Keep your site simple and attractive. 73% of customers exit a poorly designed mobile site for a higher-quality site that makes buying easier. A too-long or complicated checkout process accounts for as much as 17% of online cart abandonments, while website errors account for 13%.

Website optimization is a key part of a customer-first strategy. As a Magento website development partner, Guidance was able to simplify the Hearst brands, unifying them in a single platform with unified account management and single sign-on (SSO) on the Magento 2.3 Commerce Cloud. The platform’s solutions are capable of upselling and cross-selling for increased Average Order Value (AOV).

6. Be Transparent

Treat your customers like you would a trusted friend. Only publish content that is accurate and honest, and don’t hide additional fees. In one study, 73% of consumers considered transparency more important than price. As much as 16% of customers abandon carts when they can’t see or calculate the total cost up-front. Putting transparency at the forefront of your ecommerce site goes a long way toward building customer trust.

7. Provide Excellent Customer Service

Invest in customer service: it will pay off. Customer retention can be five to 25 times cheaper than acquiring new customers. On a given day, Zappos answered calls in 25 seconds, chats in 31 seconds, and emails in 4 hours and 15 minutes on average. Calls accounted for more than 70% of the total customer interactions.

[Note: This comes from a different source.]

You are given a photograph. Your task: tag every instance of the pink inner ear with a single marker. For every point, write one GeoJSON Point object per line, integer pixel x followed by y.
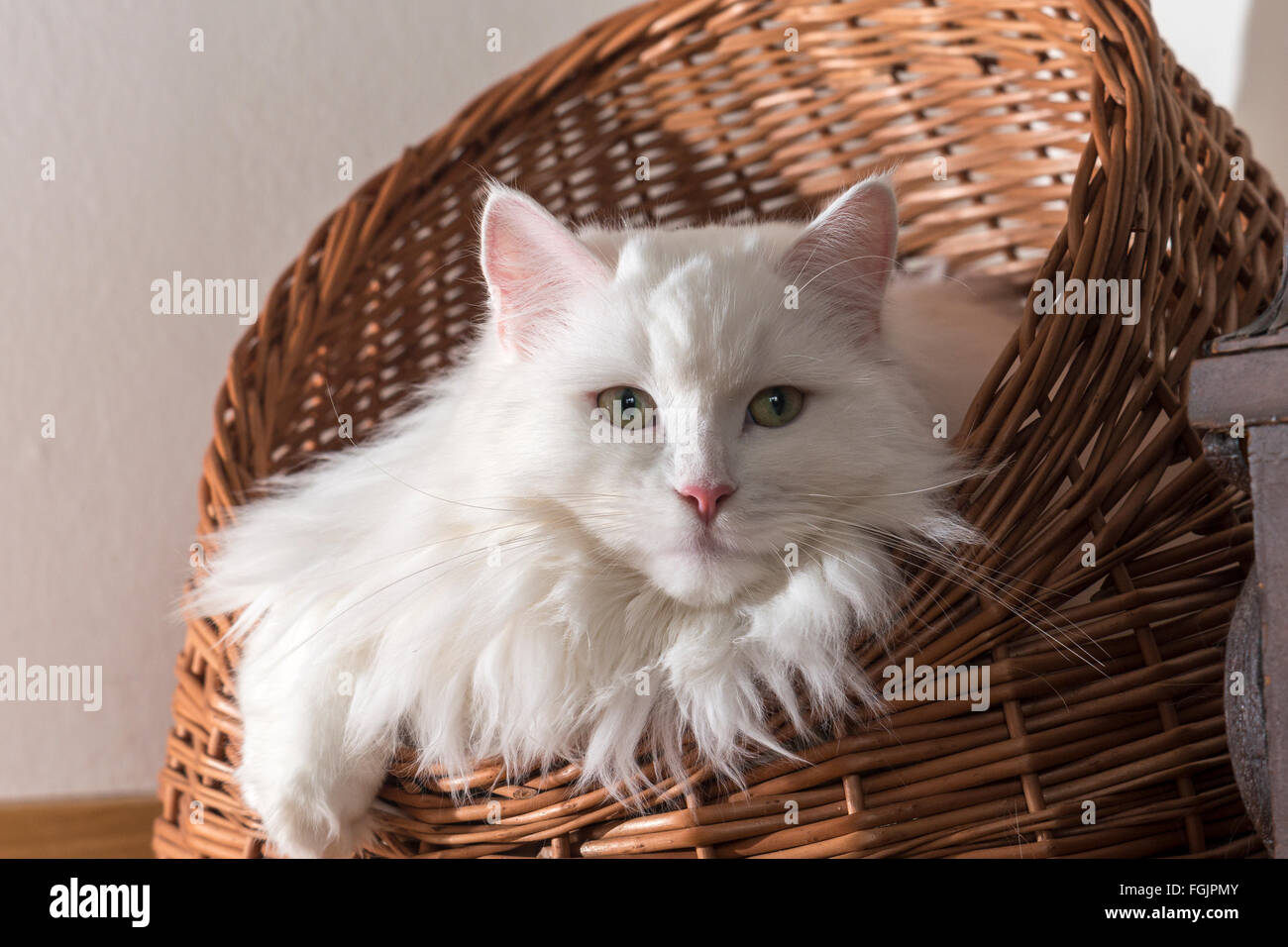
{"type": "Point", "coordinates": [533, 265]}
{"type": "Point", "coordinates": [848, 253]}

Founder Tony Hsieh points to the telephone as the differentiator of Zappos’ customer experience. Zappos collects this data every day in a “Daily Breakdown Report,” values the quality of customer interactions over the cost, and uses these metrics to track its performance as an entire organization.

Remember that employee engagement is crucial here. Engaged and satisfied employees are more driven and provide better customer service. Part of your company culture should be supporting employees with proper training and rewarding strong customer service.

8. Survey Customers for Feedback

To close the customer feedback loop, survey customers after they buy a product or service from your ecommerce store. Allianz automatically sends customers a brief survey after every transaction. The survey results are immediately sent to the employee who facilitated the transaction and published on local intranet dashboards for review.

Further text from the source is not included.